4. That’s hundreds of thousands of young Americans who aren’t going to be in the housing market at any foreseeable point, Long Island. Who can’t afford to live here on their own, Long Island. Who are putting off getting married and having expensive children. Who can’t get a car loan until the student loans are cleared.
5. In 1984, Americans 65 and older made 10 times as much as those under 35. In 2009, older Americans made 47 times as much.
6. I have little sympathy for willful deadbeats. I’ve been a small businessman who has been burned. This isn’t what we’re talking about.
7. Study hard, get the degree, work within the system and the good job and the good life and probably the Suburban Dream will come.
8. Now we are losing a generation who face heavy debts and dim employment prospects. Many will do fine, but many will not. And they know it.
9. We hear leaders mouthing words about the need for an educated workforce. From 1990 to 2010, state funding for public colleges and universities fell 26.1 percent per full-time student. We have shifted a public commitment to someone else, again.
10. Over 17 million Americans with college degrees now work in jobs that require no college degree. Over 18,000 professional parking lot attendants have college degrees. Honorable work, but not what they bargained for.
11. Medical school debt has increased eight-fold over the past thirty years, now averaging $158,000. Law school tuition rose 317 percent over the past two decades.
12. In the last three years, 1.84 million jobs have been added to the economy. Great. There has also been an increase of 2.96 million workers age 55 and over, who can’t afford to retire.
13. It’s not just the kids. While two-thirds of college debt is owed by Americans under 30, American retirees owe $36 billion on student loans. It’s not uncommon for Social Security checks to be garnisheed to pay loans from decades ago, or for people in retirement homes to be hounded by collection agencies, sometimes on loans they thought they closed out decades before.
14. Last month, JPMorgan announced that it is no longer accepting student loan applications. Period. They will not get caught standing when the bubble machine stops playing music. Not this time.
15. Almost any kind of debt can be discharged in bankruptcy, including medical bills, credit cards, mortgages and even gambling debts. Not student loans, thanks to the bankruptcy “reform” passed by Congress in 2005. Before, banks and other private lenders usually tried to work out payment plans. Now, they are seizing income, or worse.
16. More than a dozen states allow debtors to be imprisoned. Collection agencies are buying up old debts and getting judgements without the borrower even being aware of what’s going on. Credit and collection agencies make lots of mistakes. Paid that debt years ago? Tell it to the judge, in the morning.
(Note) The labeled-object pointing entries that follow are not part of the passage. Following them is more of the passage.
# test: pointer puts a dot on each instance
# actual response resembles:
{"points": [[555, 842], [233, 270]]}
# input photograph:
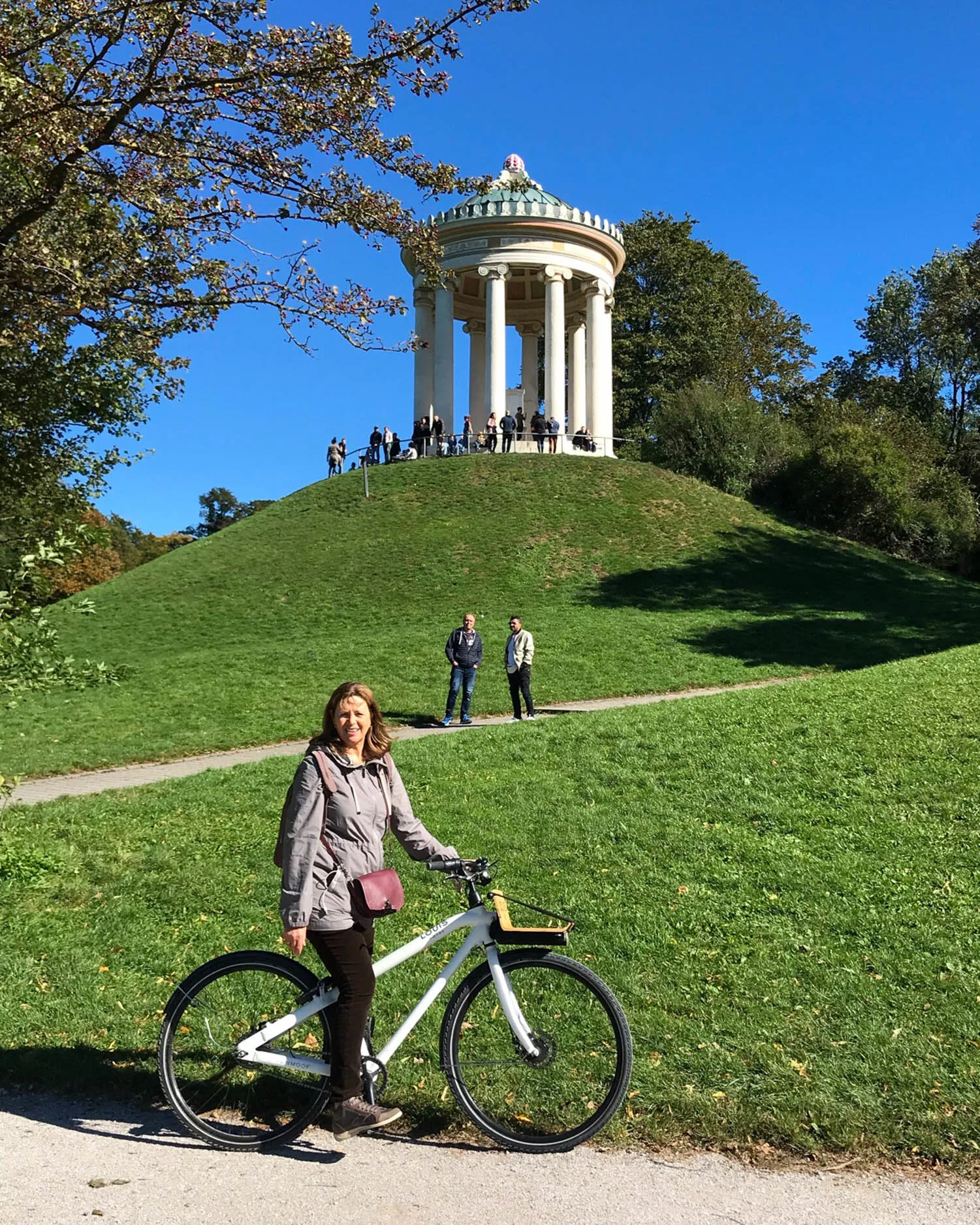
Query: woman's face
{"points": [[353, 722]]}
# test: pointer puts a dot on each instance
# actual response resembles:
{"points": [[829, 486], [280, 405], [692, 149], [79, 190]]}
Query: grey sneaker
{"points": [[356, 1115]]}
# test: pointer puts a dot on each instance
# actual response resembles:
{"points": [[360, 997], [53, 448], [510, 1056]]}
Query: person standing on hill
{"points": [[517, 657], [507, 425], [554, 429], [538, 428], [465, 652]]}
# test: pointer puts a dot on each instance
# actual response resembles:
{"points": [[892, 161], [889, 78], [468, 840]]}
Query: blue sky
{"points": [[821, 144]]}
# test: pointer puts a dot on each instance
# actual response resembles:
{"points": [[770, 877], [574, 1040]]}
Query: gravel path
{"points": [[37, 790], [60, 1160]]}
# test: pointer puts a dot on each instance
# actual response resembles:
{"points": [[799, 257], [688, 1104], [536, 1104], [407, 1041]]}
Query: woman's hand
{"points": [[294, 940]]}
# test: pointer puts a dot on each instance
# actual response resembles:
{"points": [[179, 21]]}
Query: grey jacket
{"points": [[314, 892]]}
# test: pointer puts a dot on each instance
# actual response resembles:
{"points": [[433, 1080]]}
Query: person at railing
{"points": [[538, 426], [507, 426], [554, 429]]}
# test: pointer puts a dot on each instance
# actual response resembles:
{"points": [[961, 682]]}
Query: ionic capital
{"points": [[595, 287]]}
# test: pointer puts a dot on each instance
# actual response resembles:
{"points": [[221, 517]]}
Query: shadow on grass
{"points": [[825, 603], [119, 1088]]}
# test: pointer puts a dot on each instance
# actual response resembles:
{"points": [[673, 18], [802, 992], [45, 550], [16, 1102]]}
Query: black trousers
{"points": [[347, 956], [520, 682]]}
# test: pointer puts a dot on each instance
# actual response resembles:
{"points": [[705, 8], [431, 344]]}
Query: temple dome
{"points": [[514, 194]]}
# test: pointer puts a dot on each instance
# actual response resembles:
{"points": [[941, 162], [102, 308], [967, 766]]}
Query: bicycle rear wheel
{"points": [[552, 1102], [230, 1104]]}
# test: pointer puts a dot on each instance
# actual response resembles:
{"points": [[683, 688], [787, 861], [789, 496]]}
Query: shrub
{"points": [[714, 435], [880, 482]]}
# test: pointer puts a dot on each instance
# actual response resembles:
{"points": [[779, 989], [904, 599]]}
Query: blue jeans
{"points": [[467, 679]]}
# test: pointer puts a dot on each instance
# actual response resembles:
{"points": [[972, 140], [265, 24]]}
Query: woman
{"points": [[315, 902]]}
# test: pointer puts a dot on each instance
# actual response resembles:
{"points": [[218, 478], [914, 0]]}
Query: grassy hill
{"points": [[782, 886], [631, 580]]}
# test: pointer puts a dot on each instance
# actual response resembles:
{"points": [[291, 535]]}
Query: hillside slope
{"points": [[781, 885], [631, 580]]}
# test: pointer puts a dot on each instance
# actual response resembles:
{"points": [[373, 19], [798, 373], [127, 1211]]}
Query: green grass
{"points": [[781, 885], [631, 580]]}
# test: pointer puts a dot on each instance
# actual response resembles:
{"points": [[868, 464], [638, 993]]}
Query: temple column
{"points": [[577, 389], [496, 337], [598, 370], [554, 341], [477, 332], [530, 334], [443, 387], [424, 365]]}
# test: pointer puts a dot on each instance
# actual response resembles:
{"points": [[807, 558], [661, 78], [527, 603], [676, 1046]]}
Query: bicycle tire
{"points": [[288, 980], [467, 1004]]}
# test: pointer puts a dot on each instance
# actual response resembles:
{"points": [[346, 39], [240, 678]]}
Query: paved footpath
{"points": [[64, 1163], [37, 790]]}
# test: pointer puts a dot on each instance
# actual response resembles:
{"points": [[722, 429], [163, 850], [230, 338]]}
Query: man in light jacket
{"points": [[517, 656], [465, 652]]}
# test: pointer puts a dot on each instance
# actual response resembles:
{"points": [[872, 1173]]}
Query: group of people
{"points": [[465, 653], [429, 438]]}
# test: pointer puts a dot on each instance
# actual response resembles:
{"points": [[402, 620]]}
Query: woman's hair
{"points": [[377, 741]]}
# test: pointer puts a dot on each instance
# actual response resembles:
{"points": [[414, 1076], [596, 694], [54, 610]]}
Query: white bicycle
{"points": [[534, 1045]]}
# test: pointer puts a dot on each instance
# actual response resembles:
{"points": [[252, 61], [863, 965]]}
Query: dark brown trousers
{"points": [[347, 956]]}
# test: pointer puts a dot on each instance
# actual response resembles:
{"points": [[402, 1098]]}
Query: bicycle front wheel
{"points": [[230, 1104], [550, 1102]]}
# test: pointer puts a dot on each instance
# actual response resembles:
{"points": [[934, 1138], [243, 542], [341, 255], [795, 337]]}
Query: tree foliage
{"points": [[686, 313], [221, 509], [31, 656], [721, 438], [921, 353]]}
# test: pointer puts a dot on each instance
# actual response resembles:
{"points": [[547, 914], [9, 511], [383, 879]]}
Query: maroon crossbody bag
{"points": [[375, 893]]}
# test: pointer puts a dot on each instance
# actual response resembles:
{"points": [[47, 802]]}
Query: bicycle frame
{"points": [[478, 920]]}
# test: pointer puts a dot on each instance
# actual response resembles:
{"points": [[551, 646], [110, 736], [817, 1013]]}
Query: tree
{"points": [[219, 509], [721, 438], [921, 355], [140, 145], [686, 313]]}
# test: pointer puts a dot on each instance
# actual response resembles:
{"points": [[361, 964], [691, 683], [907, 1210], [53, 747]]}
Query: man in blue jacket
{"points": [[465, 652]]}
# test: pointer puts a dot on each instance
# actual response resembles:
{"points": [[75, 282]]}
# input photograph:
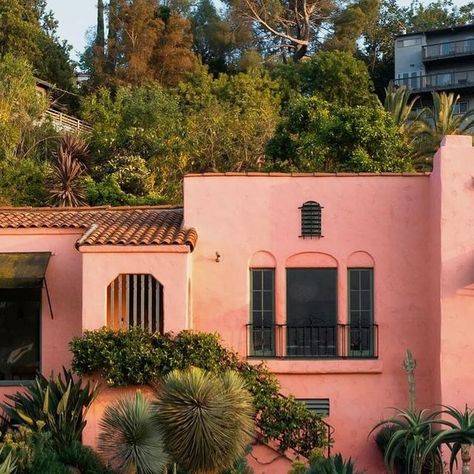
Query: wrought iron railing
{"points": [[317, 342], [448, 49], [439, 80]]}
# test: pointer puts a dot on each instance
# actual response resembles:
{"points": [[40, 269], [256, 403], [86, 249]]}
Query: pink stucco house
{"points": [[329, 278]]}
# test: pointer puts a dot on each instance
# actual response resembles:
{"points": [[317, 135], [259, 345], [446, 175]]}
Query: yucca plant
{"points": [[399, 104], [69, 165], [333, 465], [131, 440], [412, 433], [439, 121], [458, 434], [207, 420], [57, 405]]}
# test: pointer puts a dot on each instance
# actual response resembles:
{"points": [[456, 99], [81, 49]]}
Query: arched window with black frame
{"points": [[311, 220]]}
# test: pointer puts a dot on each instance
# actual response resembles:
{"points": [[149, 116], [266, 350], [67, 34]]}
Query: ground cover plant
{"points": [[135, 357]]}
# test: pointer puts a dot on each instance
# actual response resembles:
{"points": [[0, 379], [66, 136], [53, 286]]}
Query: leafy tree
{"points": [[290, 27], [335, 76], [318, 136], [350, 23], [20, 105], [207, 420]]}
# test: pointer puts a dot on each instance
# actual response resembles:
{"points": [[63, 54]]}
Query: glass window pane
{"points": [[257, 301], [20, 311], [256, 279], [268, 280], [311, 311]]}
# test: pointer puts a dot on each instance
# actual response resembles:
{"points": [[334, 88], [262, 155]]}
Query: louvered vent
{"points": [[135, 300], [310, 219]]}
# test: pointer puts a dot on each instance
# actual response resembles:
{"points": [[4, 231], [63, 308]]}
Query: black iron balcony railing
{"points": [[438, 81], [448, 49], [316, 342]]}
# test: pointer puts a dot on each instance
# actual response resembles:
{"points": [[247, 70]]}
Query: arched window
{"points": [[310, 219], [135, 300]]}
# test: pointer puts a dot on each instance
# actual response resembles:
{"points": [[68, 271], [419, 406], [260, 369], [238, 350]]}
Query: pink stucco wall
{"points": [[383, 217], [416, 231]]}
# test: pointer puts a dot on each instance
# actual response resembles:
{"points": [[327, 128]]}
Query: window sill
{"points": [[320, 366]]}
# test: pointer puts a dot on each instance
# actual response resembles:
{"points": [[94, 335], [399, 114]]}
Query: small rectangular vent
{"points": [[310, 219], [317, 405]]}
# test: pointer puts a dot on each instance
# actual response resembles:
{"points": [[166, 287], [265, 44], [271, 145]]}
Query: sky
{"points": [[77, 16]]}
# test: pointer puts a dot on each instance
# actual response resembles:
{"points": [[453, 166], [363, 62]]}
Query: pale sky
{"points": [[76, 16]]}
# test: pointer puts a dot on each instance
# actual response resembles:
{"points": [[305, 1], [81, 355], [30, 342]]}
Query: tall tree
{"points": [[292, 25]]}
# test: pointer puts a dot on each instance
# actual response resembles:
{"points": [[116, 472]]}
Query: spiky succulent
{"points": [[207, 420], [130, 439]]}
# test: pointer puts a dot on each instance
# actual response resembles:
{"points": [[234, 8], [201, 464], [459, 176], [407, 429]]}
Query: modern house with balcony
{"points": [[437, 60], [327, 278]]}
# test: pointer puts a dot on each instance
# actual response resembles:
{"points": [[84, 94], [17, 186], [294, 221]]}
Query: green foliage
{"points": [[409, 434], [7, 463], [131, 439], [136, 357], [20, 104], [319, 137], [206, 419], [108, 192], [334, 76], [28, 31], [130, 173], [57, 405], [333, 465], [23, 182], [81, 457], [35, 452]]}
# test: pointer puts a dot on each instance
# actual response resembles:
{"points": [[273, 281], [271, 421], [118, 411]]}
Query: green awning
{"points": [[23, 269]]}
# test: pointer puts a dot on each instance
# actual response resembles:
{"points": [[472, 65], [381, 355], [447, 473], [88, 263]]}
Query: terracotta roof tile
{"points": [[107, 225]]}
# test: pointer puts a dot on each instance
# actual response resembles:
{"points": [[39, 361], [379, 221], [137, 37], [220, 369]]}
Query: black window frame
{"points": [[262, 331], [311, 220], [357, 328], [38, 335]]}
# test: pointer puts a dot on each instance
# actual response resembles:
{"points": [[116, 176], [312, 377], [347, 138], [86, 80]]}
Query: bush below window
{"points": [[136, 357]]}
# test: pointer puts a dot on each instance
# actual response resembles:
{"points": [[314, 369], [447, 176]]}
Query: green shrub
{"points": [[333, 465], [81, 457], [55, 405], [136, 357]]}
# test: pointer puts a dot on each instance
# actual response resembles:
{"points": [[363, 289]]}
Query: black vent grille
{"points": [[317, 405], [310, 219]]}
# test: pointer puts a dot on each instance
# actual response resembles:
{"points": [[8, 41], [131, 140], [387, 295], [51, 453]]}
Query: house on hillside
{"points": [[57, 111], [437, 60], [329, 278]]}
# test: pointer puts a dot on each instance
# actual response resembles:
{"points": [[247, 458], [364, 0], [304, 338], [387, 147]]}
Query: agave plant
{"points": [[207, 420], [333, 465], [458, 435], [130, 439], [56, 405], [412, 433]]}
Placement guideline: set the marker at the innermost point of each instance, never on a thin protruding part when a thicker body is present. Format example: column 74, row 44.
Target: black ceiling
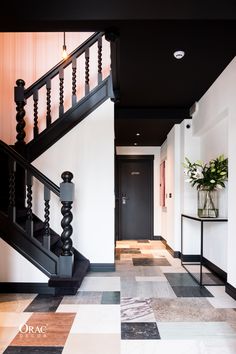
column 156, row 90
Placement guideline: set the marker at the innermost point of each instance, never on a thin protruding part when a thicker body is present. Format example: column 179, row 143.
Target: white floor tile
column 94, row 318
column 196, row 330
column 100, row 284
column 161, row 347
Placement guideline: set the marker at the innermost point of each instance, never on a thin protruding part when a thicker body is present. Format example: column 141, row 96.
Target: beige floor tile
column 7, row 334
column 15, row 302
column 92, row 344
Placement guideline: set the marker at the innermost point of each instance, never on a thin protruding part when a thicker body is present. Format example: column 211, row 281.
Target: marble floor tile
column 154, row 278
column 136, row 310
column 139, row 330
column 100, row 284
column 196, row 330
column 7, row 334
column 15, row 302
column 33, row 350
column 150, row 262
column 189, row 310
column 162, row 347
column 110, row 297
column 44, row 303
column 180, row 279
column 92, row 344
column 132, row 288
column 56, row 329
column 83, row 297
column 191, row 291
column 94, row 318
column 128, row 250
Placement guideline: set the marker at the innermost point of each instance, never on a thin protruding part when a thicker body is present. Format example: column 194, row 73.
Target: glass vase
column 208, row 203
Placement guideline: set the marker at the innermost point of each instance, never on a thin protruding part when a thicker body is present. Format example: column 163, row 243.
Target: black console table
column 200, row 263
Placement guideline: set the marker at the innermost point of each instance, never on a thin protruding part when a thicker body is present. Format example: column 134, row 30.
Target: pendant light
column 64, row 52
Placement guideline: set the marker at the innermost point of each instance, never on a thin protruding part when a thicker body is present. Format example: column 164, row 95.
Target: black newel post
column 66, row 197
column 20, row 103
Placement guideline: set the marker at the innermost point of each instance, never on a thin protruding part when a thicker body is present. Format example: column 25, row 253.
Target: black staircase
column 53, row 254
column 32, row 237
column 78, row 110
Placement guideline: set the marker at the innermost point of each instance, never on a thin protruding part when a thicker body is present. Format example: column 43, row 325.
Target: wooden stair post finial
column 20, row 103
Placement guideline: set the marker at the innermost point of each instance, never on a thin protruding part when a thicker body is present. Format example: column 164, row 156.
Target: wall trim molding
column 230, row 290
column 102, row 267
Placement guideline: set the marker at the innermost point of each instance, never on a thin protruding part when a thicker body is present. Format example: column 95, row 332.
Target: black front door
column 135, row 197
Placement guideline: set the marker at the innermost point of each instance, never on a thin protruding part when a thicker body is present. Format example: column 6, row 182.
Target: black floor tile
column 110, row 297
column 139, row 330
column 150, row 262
column 44, row 303
column 191, row 291
column 33, row 350
column 180, row 279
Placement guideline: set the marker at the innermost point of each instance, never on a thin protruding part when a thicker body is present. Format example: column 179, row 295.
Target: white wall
column 214, row 123
column 148, row 150
column 15, row 268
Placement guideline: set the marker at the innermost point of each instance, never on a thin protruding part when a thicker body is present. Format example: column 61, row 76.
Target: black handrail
column 27, row 166
column 63, row 63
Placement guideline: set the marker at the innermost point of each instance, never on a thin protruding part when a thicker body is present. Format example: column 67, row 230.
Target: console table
column 200, row 263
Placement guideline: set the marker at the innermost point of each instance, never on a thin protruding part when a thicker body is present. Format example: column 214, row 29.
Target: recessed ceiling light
column 179, row 54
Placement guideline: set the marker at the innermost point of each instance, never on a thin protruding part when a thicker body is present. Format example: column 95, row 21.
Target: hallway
column 150, row 302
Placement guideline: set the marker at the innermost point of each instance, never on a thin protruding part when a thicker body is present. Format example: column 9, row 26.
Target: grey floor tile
column 44, row 303
column 189, row 310
column 191, row 291
column 150, row 262
column 83, row 297
column 180, row 279
column 139, row 330
column 110, row 297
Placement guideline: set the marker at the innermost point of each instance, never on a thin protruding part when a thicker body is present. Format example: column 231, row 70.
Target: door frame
column 119, row 158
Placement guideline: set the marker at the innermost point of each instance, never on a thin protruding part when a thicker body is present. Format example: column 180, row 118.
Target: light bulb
column 64, row 52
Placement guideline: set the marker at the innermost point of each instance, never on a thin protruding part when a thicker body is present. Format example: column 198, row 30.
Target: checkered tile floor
column 149, row 305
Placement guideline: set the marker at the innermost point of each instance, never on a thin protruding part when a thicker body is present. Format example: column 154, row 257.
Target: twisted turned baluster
column 99, row 60
column 46, row 236
column 86, row 71
column 48, row 115
column 20, row 103
column 74, row 98
column 35, row 98
column 29, row 214
column 61, row 92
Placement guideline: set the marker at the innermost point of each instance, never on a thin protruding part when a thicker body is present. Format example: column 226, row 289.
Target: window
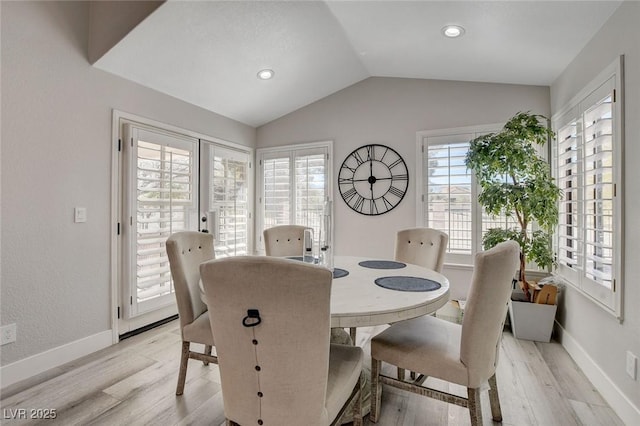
column 587, row 164
column 449, row 194
column 225, row 198
column 170, row 179
column 294, row 184
column 163, row 199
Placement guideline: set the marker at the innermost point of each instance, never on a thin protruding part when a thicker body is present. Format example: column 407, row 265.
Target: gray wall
column 390, row 111
column 601, row 336
column 56, row 154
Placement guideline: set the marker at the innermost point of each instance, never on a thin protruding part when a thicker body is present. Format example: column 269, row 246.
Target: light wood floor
column 134, row 383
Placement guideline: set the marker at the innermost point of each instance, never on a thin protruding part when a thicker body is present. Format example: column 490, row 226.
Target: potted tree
column 516, row 181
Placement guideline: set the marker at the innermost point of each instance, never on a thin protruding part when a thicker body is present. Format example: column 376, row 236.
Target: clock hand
column 368, row 179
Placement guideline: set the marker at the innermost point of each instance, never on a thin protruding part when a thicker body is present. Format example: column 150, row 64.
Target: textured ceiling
column 208, row 53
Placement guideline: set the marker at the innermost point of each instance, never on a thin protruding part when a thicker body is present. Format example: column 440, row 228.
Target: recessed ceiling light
column 452, row 31
column 265, row 74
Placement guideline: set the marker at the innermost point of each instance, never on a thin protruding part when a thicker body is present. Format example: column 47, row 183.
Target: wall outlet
column 632, row 365
column 8, row 334
column 80, row 214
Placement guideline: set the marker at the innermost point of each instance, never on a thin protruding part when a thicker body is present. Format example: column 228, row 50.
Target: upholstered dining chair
column 287, row 240
column 271, row 320
column 186, row 251
column 424, row 247
column 284, row 240
column 465, row 354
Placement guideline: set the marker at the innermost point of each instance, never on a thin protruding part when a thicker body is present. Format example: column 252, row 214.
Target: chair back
column 186, row 251
column 274, row 371
column 284, row 240
column 486, row 310
column 425, row 247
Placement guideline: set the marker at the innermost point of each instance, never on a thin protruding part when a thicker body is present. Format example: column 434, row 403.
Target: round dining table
column 358, row 298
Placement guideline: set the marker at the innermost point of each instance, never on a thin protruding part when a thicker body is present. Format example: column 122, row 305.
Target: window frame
column 421, row 199
column 121, row 319
column 610, row 300
column 288, row 150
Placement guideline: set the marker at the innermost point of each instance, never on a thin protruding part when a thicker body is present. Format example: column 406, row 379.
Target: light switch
column 80, row 214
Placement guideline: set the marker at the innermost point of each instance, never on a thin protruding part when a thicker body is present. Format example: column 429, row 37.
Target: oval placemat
column 339, row 273
column 382, row 264
column 407, row 283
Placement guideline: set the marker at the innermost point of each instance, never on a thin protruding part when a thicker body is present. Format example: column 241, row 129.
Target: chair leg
column 182, row 375
column 400, row 373
column 494, row 399
column 475, row 406
column 207, row 350
column 357, row 406
column 376, row 390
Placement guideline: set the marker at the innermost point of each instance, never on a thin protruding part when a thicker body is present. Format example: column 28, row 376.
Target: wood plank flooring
column 133, row 383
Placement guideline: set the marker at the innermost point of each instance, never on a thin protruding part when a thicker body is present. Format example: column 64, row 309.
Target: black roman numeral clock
column 373, row 179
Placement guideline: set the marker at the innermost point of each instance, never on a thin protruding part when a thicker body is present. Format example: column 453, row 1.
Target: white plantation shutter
column 569, row 167
column 294, row 185
column 450, row 193
column 598, row 190
column 276, row 199
column 448, row 190
column 310, row 181
column 228, row 200
column 587, row 158
column 162, row 170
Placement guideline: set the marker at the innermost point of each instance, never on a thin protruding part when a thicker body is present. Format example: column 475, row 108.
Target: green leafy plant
column 516, row 181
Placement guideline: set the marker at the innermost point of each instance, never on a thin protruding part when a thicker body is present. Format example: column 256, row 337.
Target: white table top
column 357, row 301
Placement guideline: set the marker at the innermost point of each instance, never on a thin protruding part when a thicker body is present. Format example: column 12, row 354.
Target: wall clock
column 373, row 179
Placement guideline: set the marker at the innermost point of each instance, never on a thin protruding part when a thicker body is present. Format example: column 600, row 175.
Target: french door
column 174, row 182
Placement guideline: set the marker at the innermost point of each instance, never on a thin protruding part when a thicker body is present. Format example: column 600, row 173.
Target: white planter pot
column 532, row 321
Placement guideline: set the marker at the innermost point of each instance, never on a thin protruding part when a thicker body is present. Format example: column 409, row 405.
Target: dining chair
column 271, row 320
column 186, row 250
column 288, row 240
column 284, row 240
column 465, row 354
column 424, row 247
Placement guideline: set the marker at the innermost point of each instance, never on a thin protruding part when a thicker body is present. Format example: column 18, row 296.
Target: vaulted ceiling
column 208, row 53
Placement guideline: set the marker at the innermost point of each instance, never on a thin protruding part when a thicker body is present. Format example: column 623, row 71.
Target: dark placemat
column 407, row 283
column 339, row 273
column 382, row 264
column 307, row 259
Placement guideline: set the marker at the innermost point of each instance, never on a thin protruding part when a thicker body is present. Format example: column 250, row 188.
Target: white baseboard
column 618, row 401
column 39, row 363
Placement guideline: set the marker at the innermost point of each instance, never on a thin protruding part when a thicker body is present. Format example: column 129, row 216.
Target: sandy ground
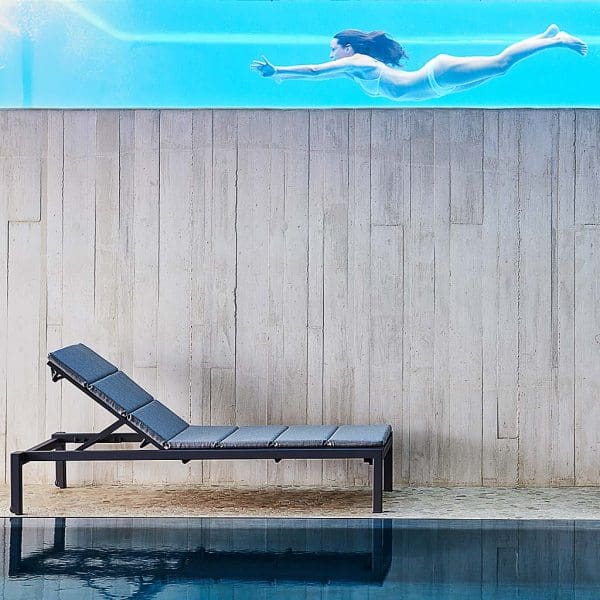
column 202, row 500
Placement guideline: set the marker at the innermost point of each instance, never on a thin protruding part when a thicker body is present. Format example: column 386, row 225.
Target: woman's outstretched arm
column 329, row 70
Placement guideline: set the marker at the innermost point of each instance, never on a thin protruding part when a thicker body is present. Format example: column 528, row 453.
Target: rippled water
column 327, row 559
column 185, row 53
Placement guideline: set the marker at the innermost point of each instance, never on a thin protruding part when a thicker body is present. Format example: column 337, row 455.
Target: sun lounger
column 155, row 425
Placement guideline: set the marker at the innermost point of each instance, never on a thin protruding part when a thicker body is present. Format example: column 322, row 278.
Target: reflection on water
column 327, row 559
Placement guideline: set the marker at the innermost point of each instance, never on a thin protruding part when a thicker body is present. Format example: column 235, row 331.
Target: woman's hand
column 264, row 67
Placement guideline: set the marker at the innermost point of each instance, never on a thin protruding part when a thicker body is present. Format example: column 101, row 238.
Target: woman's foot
column 550, row 32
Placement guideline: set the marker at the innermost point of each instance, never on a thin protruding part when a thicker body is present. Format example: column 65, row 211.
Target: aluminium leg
column 16, row 483
column 61, row 470
column 378, row 484
column 388, row 470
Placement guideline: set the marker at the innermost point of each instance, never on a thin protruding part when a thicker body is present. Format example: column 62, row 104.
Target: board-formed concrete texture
column 431, row 269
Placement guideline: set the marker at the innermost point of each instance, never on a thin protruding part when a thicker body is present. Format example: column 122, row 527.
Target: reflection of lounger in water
column 369, row 60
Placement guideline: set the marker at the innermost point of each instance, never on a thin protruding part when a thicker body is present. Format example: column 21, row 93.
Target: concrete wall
column 436, row 270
17. California public university students are proposing an option of paying 5 percent of their post-graduation income for 20 years as an alternative to the debt-for-diploma treadmill. This kind of income-based repayment model, in which debtors pay more as their incomes increase, could be a very sweet deal for the schools.
18. On the whole, college graduates still get jobs and make at least a little more, but the big gains in total income isn’t getting to them. It’s been going to the top of the top.
19. Globalization, trickle down, job creators, whatever.
20. This is the America we’ve been building for 30 years.